The 1st Michigan was created in 1974, when Logsdon and his wife, Mary, were looking to celebrate the upcoming bicentennial of American independence with a meaningful and substantive project. Logsdon had harbored a fascination with colonial-era drumming ever since he was a young boy and drawing upon this passion, the couple decided to create a drum corps of their own. “We wanted to give young people a chance to learn history and music,” reflects Logsdon, “and make it all historically accurate.”

Key to the 1st Michigan’s goal of historical accuracy is their dedication to period-accurate clothing and instruments. The members of 1st Michigan wear handmade 18th-century hunting frocks, inspired by the clothing worn by the “Morgan’s Riflemen” regiment during the Revolutionary War. The instruments played by 1st Michigan are handmade 6-hole fifes and rope tension field drums made by the Cooperman Company in Vermont and modeled off surviving examples of 18th-century instruments.

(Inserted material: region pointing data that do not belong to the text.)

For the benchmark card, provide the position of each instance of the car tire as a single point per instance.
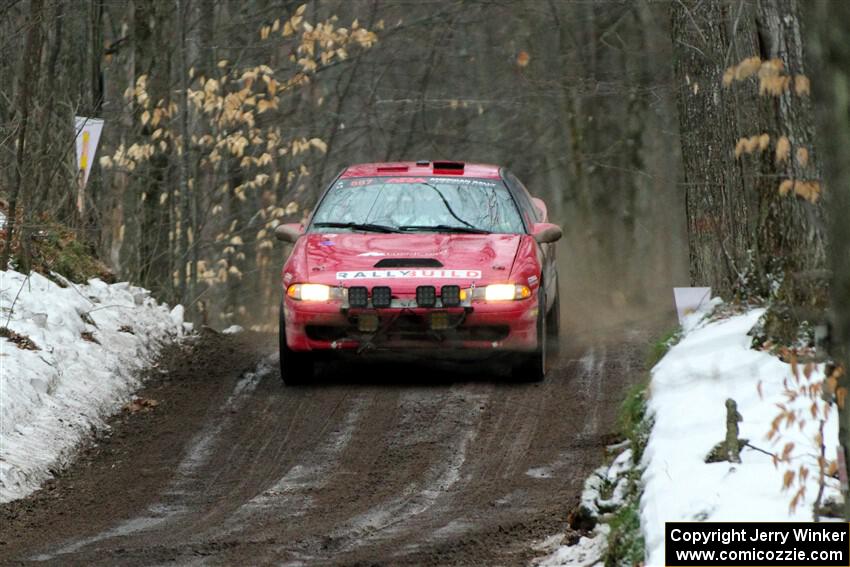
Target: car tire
(532, 366)
(296, 368)
(553, 328)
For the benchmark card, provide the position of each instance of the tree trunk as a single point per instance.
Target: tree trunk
(745, 237)
(793, 234)
(721, 208)
(29, 76)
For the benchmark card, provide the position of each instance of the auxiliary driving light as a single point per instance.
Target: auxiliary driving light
(358, 296)
(382, 296)
(450, 295)
(426, 296)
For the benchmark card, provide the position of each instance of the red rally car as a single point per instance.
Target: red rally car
(446, 257)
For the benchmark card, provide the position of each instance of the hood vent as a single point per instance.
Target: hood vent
(409, 263)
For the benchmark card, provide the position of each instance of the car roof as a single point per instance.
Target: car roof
(448, 168)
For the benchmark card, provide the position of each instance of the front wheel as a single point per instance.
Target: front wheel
(296, 368)
(532, 366)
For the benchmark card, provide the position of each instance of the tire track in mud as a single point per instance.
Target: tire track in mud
(374, 464)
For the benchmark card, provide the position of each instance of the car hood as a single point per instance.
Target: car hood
(407, 260)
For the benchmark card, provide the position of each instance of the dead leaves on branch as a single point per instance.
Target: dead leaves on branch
(804, 387)
(772, 81)
(140, 405)
(21, 341)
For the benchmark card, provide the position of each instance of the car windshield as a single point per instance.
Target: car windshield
(418, 204)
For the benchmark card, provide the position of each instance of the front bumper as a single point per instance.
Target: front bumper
(498, 326)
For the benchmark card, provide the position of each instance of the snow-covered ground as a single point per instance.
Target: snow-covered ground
(688, 392)
(589, 550)
(91, 340)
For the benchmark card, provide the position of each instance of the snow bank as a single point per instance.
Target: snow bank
(92, 340)
(689, 388)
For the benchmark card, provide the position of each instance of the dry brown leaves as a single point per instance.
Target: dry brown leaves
(140, 404)
(19, 340)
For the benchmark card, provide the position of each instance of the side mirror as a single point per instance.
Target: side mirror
(546, 233)
(288, 232)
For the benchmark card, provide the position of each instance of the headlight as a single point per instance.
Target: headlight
(309, 292)
(506, 292)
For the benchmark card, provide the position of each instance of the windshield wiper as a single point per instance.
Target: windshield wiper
(443, 228)
(369, 227)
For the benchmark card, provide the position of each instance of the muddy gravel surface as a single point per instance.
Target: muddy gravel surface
(415, 463)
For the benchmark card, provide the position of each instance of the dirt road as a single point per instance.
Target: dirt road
(374, 465)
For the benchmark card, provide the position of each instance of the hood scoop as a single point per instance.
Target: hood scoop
(409, 263)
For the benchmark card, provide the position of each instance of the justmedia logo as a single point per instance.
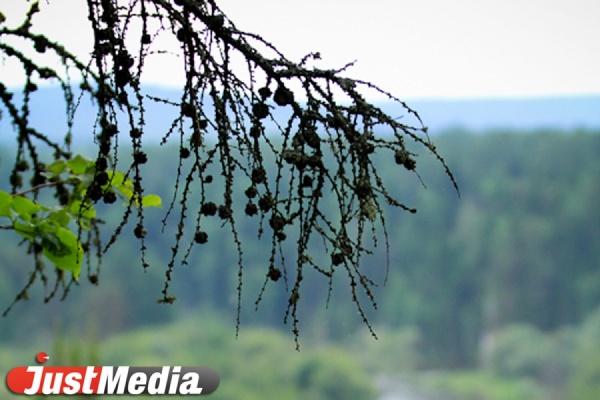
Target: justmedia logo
(107, 380)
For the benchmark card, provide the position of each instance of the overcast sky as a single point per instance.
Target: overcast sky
(417, 48)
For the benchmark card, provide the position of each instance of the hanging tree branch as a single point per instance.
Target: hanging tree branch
(323, 148)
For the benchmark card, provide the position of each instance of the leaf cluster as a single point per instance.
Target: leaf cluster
(235, 84)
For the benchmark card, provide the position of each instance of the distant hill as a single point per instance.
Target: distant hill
(476, 115)
(569, 112)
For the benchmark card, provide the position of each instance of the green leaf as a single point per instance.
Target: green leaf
(57, 167)
(64, 250)
(61, 217)
(122, 185)
(79, 209)
(151, 200)
(79, 165)
(24, 207)
(5, 203)
(26, 230)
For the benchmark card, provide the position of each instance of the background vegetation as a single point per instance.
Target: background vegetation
(499, 289)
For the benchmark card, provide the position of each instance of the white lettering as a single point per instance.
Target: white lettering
(87, 382)
(50, 385)
(37, 379)
(112, 380)
(72, 383)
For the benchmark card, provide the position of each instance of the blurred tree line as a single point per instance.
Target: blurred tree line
(522, 245)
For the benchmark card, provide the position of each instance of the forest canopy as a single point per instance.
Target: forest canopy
(288, 135)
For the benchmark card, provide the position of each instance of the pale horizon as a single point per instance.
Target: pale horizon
(415, 50)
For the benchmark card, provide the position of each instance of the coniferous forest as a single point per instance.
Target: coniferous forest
(498, 287)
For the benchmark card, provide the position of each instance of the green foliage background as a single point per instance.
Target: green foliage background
(502, 284)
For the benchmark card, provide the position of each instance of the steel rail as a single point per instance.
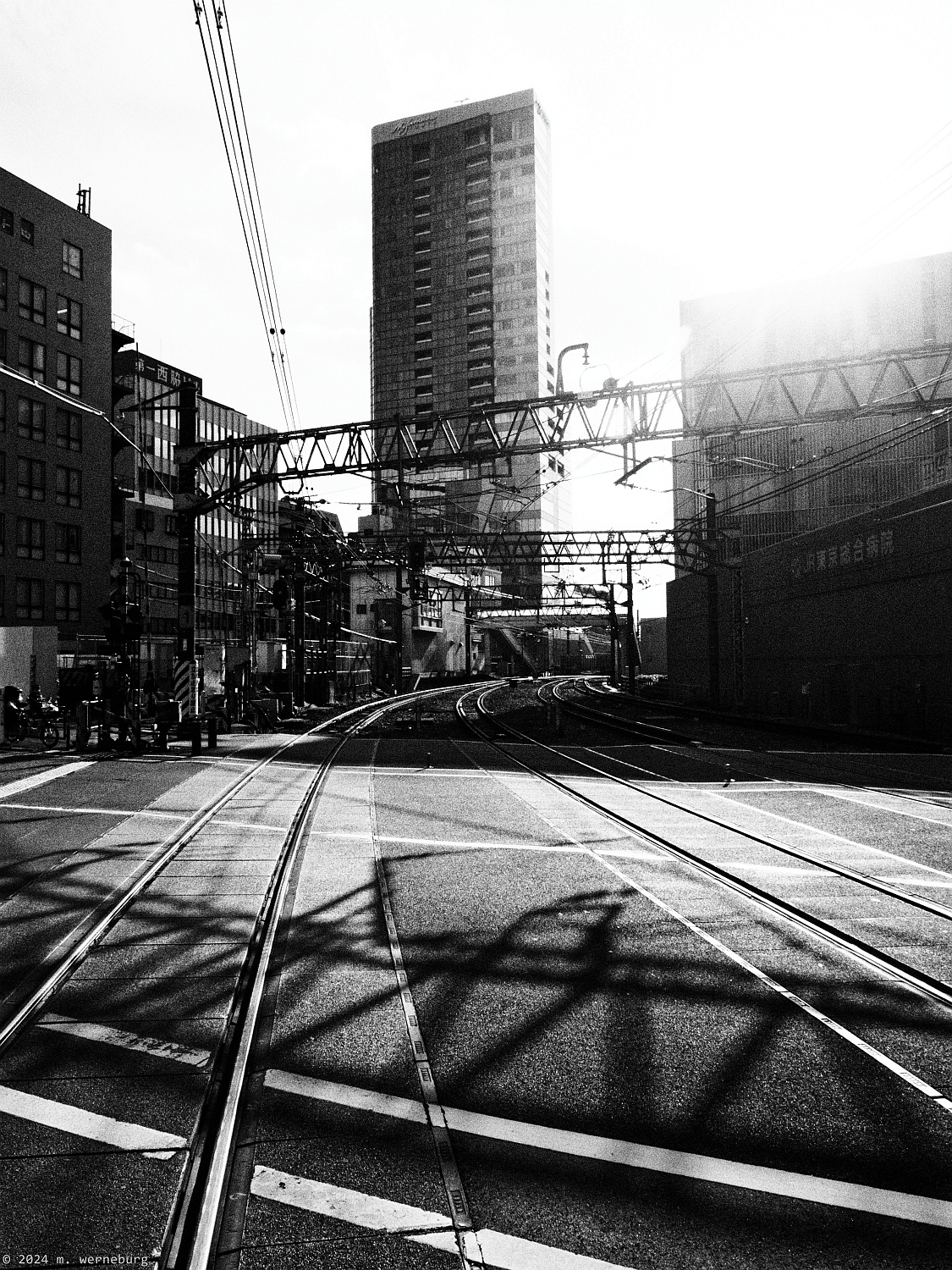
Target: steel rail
(883, 963)
(195, 1223)
(790, 757)
(649, 731)
(101, 921)
(928, 906)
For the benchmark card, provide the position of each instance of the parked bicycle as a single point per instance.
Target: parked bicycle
(33, 718)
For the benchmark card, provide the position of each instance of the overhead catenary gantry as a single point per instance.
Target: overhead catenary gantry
(476, 441)
(617, 417)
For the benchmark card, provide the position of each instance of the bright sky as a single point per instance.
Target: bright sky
(698, 146)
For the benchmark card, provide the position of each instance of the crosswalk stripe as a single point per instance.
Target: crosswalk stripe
(371, 1212)
(88, 1124)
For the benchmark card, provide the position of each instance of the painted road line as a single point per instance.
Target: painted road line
(52, 774)
(847, 797)
(814, 828)
(449, 842)
(347, 1095)
(126, 1041)
(728, 1173)
(88, 1124)
(937, 1097)
(616, 1151)
(141, 814)
(370, 1212)
(911, 881)
(446, 1156)
(96, 810)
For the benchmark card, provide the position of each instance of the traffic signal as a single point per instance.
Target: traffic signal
(124, 621)
(281, 594)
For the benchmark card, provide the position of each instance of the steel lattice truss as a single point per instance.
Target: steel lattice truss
(546, 550)
(476, 441)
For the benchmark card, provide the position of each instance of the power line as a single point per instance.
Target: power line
(233, 126)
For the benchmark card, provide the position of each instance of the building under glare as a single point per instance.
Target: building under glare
(462, 282)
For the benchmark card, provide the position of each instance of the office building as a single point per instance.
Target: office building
(828, 599)
(55, 462)
(231, 579)
(462, 286)
(832, 342)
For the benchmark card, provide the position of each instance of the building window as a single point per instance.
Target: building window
(73, 259)
(69, 373)
(32, 302)
(30, 599)
(69, 317)
(68, 601)
(69, 431)
(30, 538)
(30, 479)
(32, 360)
(30, 421)
(69, 544)
(69, 487)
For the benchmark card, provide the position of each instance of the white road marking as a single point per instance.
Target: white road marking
(847, 797)
(52, 774)
(371, 1212)
(680, 1163)
(88, 1124)
(728, 1173)
(126, 1041)
(347, 1095)
(878, 1056)
(452, 842)
(911, 881)
(96, 810)
(814, 828)
(934, 1095)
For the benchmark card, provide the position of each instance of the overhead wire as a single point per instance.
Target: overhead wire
(233, 126)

With their period-accurate hunting frocks and colonial music, 1st Michigan never fails to attract attention wherever they play – and their distinct sound and look have made their annual visit to the Old North Church a tradition both for the musicians and their audience. Of their public concert in the Paul Revere Mall at the beginning of the Lantern Ceremony, Logsdon says, “Over the years, I’ve seen families bring children, and I’ve seen children grow up and bring their own families.”

Playing flutes and drums on the road

And why does 1st Michigan return to the Old North Church, year after year? “Why not? It’s a chance for us to play the music that would have been heard by the original parishioners, for one thing,” says Logsdon, who is also inspired by musicians, like drummer William Diamond, who was present at the Battle of Lexington and Concord. “For all of us, it’s a very personal event. It’s not just a performance, it’s deeper than that – we were given these talents and it’s wonderful to be able to utilize those talents to help celebrate our country. It’s a truly one of a kind experience. It’s afforded us a very meaningful set of opportunities – chief among them is the ability to do our performances at the Old North. As I said, we take it very seriously.”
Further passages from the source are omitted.